You'll need to modify the pipeline requirements for each salesperson. If the goals change, the requirements in each stage must change with them. And if any of your salespeople's critical ratios for closing have changed in the past 12 months, those new percentages also must be factored into your new pipeline requirements.
That leads to your KPI's (Key Performance Indicators) or metrics which drive revenue. If you collect these now via a daily huddle, that's terrific; let's tighten them up. If you don't currently have your sales team calling in every morning for 10 minutes, you're missing out on a critical piece of accountability, team-building and intelligence.
How can you tighten up your metrics?
Suppose for example that you currently have your salespeople report the number of new conversations, newly-scheduled meetings and qualified opportunities. You can tighten them up by inserting the word "targeted". Your salespeople are able to call on a wide range of potential customers, but a much smaller group is in the sweet spot. It's the sweet spot which will lead them to their goals for revenue and profitability, but any old customer will count as a new sale. Suppose you have them report only those conversations with sweet spot or targeted opportunities, new meetings scheduled with targeted opportunities and qualified targeted opportunities. There will be more pipeline movement, improved closing ratios and your revenue and profit goals will be achieved earlier in the year.
A benefit to this change is that those salespeople who struggle with the sweet spot, but who have hidden behind their numbers, will be exposed. Your job is to determine why they struggle with the target opportunities. The best way to quickly identify, understand and solve these and other similar struggles is with a sales force evaluation.
Tighter is sweeter as in the tighter the targeting, the sweeter the opportunity.
What if you fail to emphasize metrics, have daily huddles or manage your salespeople very closely? No problem. Those salespeople will simply leave and you can start all over again. Seriously, why would you ignore a best practice? The old metrics which we preached in the 70's and 80's (dials, contacts, conversations, appointments, etc.) may have gone the way of the dinosaur, but metrics in general have not.
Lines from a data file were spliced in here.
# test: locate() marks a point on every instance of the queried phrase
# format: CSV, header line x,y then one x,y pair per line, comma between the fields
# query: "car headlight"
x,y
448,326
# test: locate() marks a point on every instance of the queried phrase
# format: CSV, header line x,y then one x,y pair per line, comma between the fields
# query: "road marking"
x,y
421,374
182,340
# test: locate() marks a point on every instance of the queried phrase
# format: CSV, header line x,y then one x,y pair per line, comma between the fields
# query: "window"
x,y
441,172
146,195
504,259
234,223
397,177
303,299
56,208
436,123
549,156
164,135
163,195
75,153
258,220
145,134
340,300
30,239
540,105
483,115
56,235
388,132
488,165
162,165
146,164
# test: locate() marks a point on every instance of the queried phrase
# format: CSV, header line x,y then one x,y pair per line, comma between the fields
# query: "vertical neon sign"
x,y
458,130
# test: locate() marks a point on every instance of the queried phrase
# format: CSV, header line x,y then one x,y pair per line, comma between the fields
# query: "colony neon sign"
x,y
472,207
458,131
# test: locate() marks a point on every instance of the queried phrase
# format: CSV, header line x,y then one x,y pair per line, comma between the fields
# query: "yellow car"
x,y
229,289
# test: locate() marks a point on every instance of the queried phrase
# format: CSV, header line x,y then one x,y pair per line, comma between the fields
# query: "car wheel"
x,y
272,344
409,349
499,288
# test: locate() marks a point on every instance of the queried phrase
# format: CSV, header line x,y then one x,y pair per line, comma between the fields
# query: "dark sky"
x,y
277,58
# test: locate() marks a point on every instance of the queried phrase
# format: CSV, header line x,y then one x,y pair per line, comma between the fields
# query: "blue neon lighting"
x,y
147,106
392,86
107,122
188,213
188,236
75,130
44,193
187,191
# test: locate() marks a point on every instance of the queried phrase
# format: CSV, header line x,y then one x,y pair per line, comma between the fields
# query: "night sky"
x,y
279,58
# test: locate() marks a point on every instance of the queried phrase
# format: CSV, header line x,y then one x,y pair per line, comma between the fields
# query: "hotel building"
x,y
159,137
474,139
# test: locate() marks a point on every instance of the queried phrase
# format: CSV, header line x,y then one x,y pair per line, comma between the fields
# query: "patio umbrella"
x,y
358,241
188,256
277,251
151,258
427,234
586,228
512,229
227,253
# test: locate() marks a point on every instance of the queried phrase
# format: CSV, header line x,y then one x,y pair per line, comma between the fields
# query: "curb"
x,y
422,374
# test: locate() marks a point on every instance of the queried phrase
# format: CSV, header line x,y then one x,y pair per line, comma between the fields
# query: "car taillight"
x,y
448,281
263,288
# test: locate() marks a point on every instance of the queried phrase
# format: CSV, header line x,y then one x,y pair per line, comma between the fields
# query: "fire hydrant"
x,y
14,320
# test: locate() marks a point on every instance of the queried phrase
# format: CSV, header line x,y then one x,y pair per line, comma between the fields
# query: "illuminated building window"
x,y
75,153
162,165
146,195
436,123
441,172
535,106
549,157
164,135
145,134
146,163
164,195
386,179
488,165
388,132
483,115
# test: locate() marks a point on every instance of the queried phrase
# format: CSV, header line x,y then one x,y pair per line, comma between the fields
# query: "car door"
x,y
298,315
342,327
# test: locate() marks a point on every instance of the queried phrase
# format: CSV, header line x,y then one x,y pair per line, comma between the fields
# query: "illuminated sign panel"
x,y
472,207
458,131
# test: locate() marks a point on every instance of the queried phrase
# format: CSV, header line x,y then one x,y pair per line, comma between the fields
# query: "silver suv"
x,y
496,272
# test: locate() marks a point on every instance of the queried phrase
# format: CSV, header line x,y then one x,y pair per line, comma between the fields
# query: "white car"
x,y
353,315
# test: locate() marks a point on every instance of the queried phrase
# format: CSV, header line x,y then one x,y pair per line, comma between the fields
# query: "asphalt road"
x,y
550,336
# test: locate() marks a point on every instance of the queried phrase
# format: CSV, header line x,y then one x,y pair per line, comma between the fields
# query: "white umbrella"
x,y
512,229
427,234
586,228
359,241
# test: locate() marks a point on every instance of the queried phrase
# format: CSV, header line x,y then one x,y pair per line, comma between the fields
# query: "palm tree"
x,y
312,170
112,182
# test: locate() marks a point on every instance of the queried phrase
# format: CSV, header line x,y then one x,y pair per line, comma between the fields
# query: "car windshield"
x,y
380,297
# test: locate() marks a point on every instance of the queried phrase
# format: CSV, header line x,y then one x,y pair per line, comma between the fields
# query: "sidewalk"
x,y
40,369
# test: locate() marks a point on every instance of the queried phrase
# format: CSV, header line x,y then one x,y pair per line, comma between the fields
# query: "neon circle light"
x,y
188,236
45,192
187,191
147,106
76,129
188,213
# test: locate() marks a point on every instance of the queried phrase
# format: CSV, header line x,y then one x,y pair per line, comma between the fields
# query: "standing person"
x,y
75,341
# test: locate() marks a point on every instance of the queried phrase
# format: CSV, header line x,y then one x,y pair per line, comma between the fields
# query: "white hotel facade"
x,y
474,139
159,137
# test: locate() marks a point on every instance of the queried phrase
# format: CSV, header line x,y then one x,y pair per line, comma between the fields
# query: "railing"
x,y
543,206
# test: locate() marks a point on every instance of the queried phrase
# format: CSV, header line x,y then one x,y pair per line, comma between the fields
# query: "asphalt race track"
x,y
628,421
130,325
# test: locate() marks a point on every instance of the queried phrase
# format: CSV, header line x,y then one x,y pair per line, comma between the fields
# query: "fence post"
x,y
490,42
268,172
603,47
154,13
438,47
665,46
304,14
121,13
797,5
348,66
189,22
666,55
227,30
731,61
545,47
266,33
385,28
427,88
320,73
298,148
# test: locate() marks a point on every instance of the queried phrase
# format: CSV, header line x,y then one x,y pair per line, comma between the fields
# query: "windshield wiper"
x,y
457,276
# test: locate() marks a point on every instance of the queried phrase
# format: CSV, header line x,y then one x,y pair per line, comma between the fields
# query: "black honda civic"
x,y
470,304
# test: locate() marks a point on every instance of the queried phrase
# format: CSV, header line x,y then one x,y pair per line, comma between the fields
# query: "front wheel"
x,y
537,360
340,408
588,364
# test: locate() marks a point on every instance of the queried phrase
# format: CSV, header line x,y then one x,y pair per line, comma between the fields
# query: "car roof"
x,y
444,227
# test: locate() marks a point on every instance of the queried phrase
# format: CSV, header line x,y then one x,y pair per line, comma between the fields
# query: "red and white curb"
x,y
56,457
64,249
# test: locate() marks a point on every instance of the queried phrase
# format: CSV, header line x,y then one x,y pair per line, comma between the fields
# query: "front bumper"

Sure, you still may use those old metrics for a salesperson whose job is only cold calls and set appointments. But for most salespeople, the job has changed - dramatically - in the last five years and technology has a lot to do with it. That's an article for another day, but for today, if you focus on the metrics, remove the wiggle room, and increase compliance, every capable salesperson on your team will perform more effectively.